Nice area that...well should catch up some time in Sandton for vent..and chat..lol!


----------



## Jem62 (Jul 25, 2012)

The best free networking opportunities to meet other internationals and Brits is to attend a large multinational Church, RHEMA comes to mind. Even if you don't believe, making new friends and meeting new people is second to none. They have interests groups and sports teams and certainly you will meet Brits in a non-threatening environment. Truly it is the best way to do it, people in SA still go to church in very large numbers.


----------



## rbb_jhb (Jan 11, 2014)

*Try "Meetup"*



ali_82 said:


> Hi All
> Anyone from UK or anyone who likes chat, glass of wine or beer and general escapes ! Get in touch!

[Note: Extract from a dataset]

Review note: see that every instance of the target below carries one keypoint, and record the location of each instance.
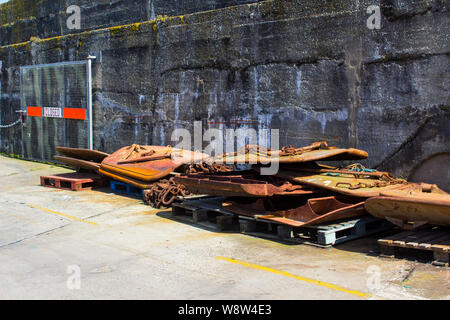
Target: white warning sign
(52, 112)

Have you considered joining a "Meetup" group in Johannesburg? It's a great way to meet people from all countries... plus locals. There are groups with specific themes, eg, the Johannesburg Book and Movie Club. The Funseekers group has a lot of events out your way. There's also the Gauteng Expats group. My experience is that the people are all really friendly, and you're sure to find some events that appeal.


----------



## MissGlobal (Aug 4, 2012)

Just one more thing I'd suggest - Internations

They are a huge expat community and have monthly coordinated meetups all over the world. I've been to the cape town ones. The downside is that their meetups aren't free - about R90 in cape town (free for paid members) - but the venues are decent. I think that includes 1 free drink and unlimited nibbles.... I went to a couple - don't think I would go to tons of them but I did get to meet folk who are still friends a year later.....


----------



## yazz (Nov 21, 2013)

Hello, just moved last November around Joburg, not from UK but i'm would also be happy to find contacts and events around.


----------